Experts: Asian lion bone market may fuel African poaching

In China and parts of Southeast Asia, traditional medicine has created a demand for lion bones. Now, officials worry that lion bone market could be driving poaching at an African wildlife park.

At Niassa National Reserve in Mozambique, park staff report that wildlife traffickers are offering rewards for intact lion carcasses.

South African farms already sell skeletons from captive-bred lions for use in traditional medicine in Southeast Asia and China. That legal trade may be fueling increased demand, and leading poachers to enter the lion bone market, officials said.

The legal trade itself has spawned debate. South Africa has taken steps toward establishing a yearly quota on legal lion skeletons to ensure better regulation.

“Well-regulated trade will enable the department to monitor a number of issues, including the possible impact on the wild populations,” Albi Modise, a spokesman for the country’s Department of Environmental Affairs, told Bloomberg News.
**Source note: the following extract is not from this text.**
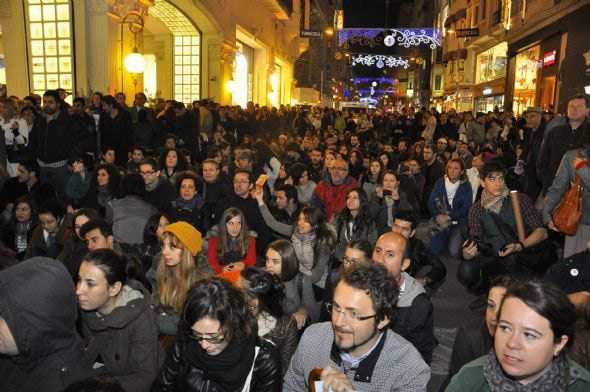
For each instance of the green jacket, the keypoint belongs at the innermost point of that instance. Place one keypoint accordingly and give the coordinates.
(471, 379)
In the United Nations, a recent push to ban the sale of lion parts outright fell short.

A compromise agreement banned the trade of body parts from wild lions. However, it allows the trade of parts from captive-bred lions to continue. Lion bones have replaced tiger bones in the traditional medicine market, after countries cracked down on the trade of body parts from endangered tigers.

The big cat conservation group Panthera praised the ban on wild lion parts in a statement. However, it doesn’t go far enough, the group said.

“The legal trade in bones from captive-bred lions perpetuates the demand for big cat parts – including from wild lions, leopards, and exceedingly rare wild tigers – and is notoriously difficult to enforce,” Dr. Luke Hunter, the group’s president, said. “As we have seen from failed experiments to allow legal ivory sales, legalised trade also creates pathways to sell the products from illegally killed wildlife.”

Other conservation organizations, such as Four Paws South Africa and the Born Free Foundation, have backed a ban in the lion parts trade.

“The captive lion-breeding industry is extremely controversial, and the South African government admits it has little or no conservation value. Animals are intensively bred for the sole purpose of generating money, through bogus ‘conservation tourism’ such as cub petting and walking with lions, by supplying lions for the abhorrent ‘canned hunting’ industry, and to generate body parts and products for trade,” the Born Free Foundation wrote in a statement. The foundation was named for the classic movie about returning Elsa, an African lioness, to the wild.

At least one expert, Dr. Vivienne Williams of the University of Witwatersrand in Johannesburg, questioned whether poaching was driven by the international trade. Traditional religions practiced locally could also encourage the illegal trade, she said. Williams was the lead author on a 2015 study of the problem.

But the International Union for Conservation of Nature, which maintains the Red List of globally endangered and threatened species, reports that lion bones are becoming increasingly popular commodities in China, Vietnam and Laos.

According to estimates, the number of lions in the wild has dropped by about 40 percent in 20 years.

Niassa National Reserve is home to about 2,700 of the remaining 20,000 wild lions in Africa. Staff at the Mozambique park have heard reports of middlemen offering huge rewards – $1,500 or motorcycles – in exchange for lion carcasses. The illegal trade has been going on for about a year and a half, park officials said.

There’s very little local demand for wild lion parts, officials said. If it’s happening in Niassa, it’s supplying the Asian lion bone market, they said.